A urne chiuse, dopo la conferma della tradizionale maggioranza “europeista”, con una significativa curvatura a destra, è toccato al Consiglio europeo dei Capi di Stato e di governo procedere alle designazioni dei futuri Vertici UE: due nella sua esclusiva disponibilità e uno, la presidenza della Commissione, da sottoporre all’approvazione del Parlamento europeo. Per le prime due designazioni, la poltrona del presidente del Consiglio europeo era andata al socialista portoghese, Antonio Costa, e quella di Alto Rappresentante per la politica estera alla liberale estone Kaja Kostas: per entrambe queste designazioni il governo italiano si era espresso contro, mentre una posizione ambigua si era manifestata nei confronti di Ursula von der Leyen, destinataria dell’astensione italiana.

Tutti questi precedenti incombevano sul Parlamento europeo, chiamato il 18 luglio ad esprimersi sulla candidatura di Ursula von der Leyen, appoggiata non senza qualche mal di pancia dalla fragile maggioranza composta dal Partito popolare, dai socialisti e dai liberali, esposta al rischio dei franchi tiratori, complice il voto segreto. 

E qui si è aperto un bivio che potrebbe rivelarsi decisivo per l’orientamento politico della nuova legislatura: o cercare voti a destra, in particolare con Fratelli d’Italia, escludendo le destre estreme, oppure chiedere soccorso ai Verdi. Ha prevalso questa seconda  opzione che ha contribuito a tagliare ulteriormente fuori l’Italia dalla cabina di regia UE, mantenendo il “cordone sanitario”, a scudo della democrazia, anche per i conservatori di Giorgia Meloni.

Questa scelta si è tradotta in un primo schema di linee programmatiche, molto ecumenico, proposto con acrobatica prudenza da Ursula von der Leyen, assicurandole l’investitura per un secondo mandato con una maggioranza di 401 voti favorevoli e 284 contrari.

Se si fosse affidato all’Intelligenza artificiale la redazione del documento di linee programmatiche probabilmente ne sarebbe venuto fuori un testo molto simile a quello presentato, tanto questo riprendeva linee già condivise, limitandosi a rafforzarne alcune e a cautelarsi su altre. 

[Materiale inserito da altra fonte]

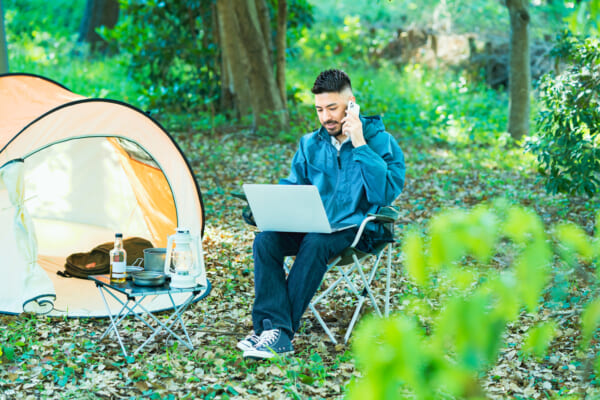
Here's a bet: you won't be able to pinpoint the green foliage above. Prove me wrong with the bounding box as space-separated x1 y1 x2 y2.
523 321 557 358
565 0 600 37
100 0 220 111
100 0 312 112
349 201 600 399
287 16 508 145
526 32 600 196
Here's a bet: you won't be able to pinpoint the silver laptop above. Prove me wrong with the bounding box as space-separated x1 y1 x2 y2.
244 183 356 233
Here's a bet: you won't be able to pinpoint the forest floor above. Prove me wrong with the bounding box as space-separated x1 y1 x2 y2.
0 133 599 399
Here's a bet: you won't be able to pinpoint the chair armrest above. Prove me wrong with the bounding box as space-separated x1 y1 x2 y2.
229 192 248 202
368 206 400 224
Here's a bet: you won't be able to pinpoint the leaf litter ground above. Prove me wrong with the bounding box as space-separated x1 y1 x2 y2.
0 134 598 399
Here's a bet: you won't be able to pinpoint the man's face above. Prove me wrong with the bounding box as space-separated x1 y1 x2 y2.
315 90 354 136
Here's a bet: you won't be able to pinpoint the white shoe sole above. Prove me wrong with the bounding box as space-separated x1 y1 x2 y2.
235 342 254 351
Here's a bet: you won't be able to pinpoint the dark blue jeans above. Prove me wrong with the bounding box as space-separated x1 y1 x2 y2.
252 228 357 339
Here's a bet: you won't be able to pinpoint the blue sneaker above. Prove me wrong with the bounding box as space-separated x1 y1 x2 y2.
244 319 294 359
237 331 259 351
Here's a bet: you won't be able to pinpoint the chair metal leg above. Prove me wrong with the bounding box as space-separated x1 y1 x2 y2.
352 255 381 317
308 303 337 344
384 243 392 318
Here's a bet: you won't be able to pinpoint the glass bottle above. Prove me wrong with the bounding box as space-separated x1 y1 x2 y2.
109 233 127 283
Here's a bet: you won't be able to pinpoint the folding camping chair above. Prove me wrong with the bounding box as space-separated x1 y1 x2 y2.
232 193 400 344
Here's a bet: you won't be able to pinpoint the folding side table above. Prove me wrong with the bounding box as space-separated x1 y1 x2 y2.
89 275 211 357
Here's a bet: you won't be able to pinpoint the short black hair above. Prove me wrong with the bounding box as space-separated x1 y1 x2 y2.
311 69 352 94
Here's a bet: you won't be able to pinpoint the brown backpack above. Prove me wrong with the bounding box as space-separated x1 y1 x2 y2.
57 237 154 279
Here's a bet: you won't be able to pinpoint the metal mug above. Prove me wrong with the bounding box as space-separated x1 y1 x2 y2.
144 247 167 272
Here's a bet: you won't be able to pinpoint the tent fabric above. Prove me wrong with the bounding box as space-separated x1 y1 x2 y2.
0 74 206 316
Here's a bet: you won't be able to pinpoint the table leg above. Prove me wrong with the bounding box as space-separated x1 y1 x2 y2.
98 286 129 357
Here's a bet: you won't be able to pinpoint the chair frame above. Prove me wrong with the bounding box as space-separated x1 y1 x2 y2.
308 214 397 344
231 193 400 344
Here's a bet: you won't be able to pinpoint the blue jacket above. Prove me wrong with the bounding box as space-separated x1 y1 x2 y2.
279 116 405 230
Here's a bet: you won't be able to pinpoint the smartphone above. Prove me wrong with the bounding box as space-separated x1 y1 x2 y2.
348 100 360 115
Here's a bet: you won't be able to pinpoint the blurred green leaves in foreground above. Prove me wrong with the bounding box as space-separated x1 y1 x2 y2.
349 200 600 399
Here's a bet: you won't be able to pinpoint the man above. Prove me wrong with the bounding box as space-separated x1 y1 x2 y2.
237 69 405 358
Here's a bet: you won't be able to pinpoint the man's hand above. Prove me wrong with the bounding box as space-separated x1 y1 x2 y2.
341 111 367 147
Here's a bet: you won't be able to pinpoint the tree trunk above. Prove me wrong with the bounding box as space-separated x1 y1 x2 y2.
79 0 119 51
217 0 288 130
0 0 8 74
254 0 274 64
276 0 287 104
506 0 531 140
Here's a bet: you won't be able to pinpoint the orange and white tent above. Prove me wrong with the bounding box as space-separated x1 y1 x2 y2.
0 74 206 316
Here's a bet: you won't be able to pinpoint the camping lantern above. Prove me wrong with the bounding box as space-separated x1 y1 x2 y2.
165 228 202 288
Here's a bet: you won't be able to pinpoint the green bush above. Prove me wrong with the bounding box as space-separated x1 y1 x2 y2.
100 0 312 113
526 32 600 196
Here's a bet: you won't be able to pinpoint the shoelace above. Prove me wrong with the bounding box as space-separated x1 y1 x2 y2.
244 333 260 343
256 329 279 347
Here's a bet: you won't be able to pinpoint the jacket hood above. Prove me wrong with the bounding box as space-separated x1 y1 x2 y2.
315 115 385 140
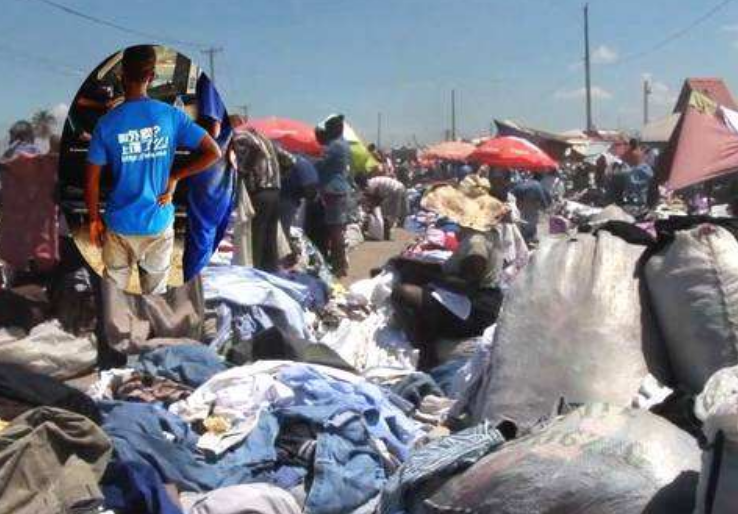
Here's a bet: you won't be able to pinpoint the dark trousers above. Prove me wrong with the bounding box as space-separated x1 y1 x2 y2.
251 189 279 271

Tra le linee rafforzate, le priorità della difesa comune, della competitività (in attesa del Rapporto Draghi), della protezione del benessere e dei diritti sociali, con la novità di una particolare attenzione al problema della casa, nella prospettiva dei futuri allargamenti, con vista sulla riforma dei Trattati e del voto all’unanimità.

La cautela si è invece manifestata sulla futura gestione della politica ambientale, economicamente e socialmente sostenibile; sul versante dei flussi migratori, da fermare alle frontiere più che non da governare con politiche di accoglienza, e in favore di una rivisitazione della politica agricola, tradizionale spina nel fianco del bilancio comunitario e delle regole a protezione dell’ambiente.

Sono questi solo alcuni dei molti temi sollevati, insieme con l’annuncio della creazione di uno “scudo per la democrazia” per il quale sono attese proposte concrete, come qualcosa di più concreto è atteso sulle risorse finanziarie disponibili per gli obiettivi ambiziosi annunciati. 

Per questo c’è ancora tempo: bisogna adesso comporre la nuova squadra di Commissari, con un comprensibile punto interrogativo sul portafoglio affidato all’Italia dopo tutti “no” profusi dal governo, e tornare a novembre davanti al Parlamento europeo per presentare un più compiuto e credibile programma di legislatura.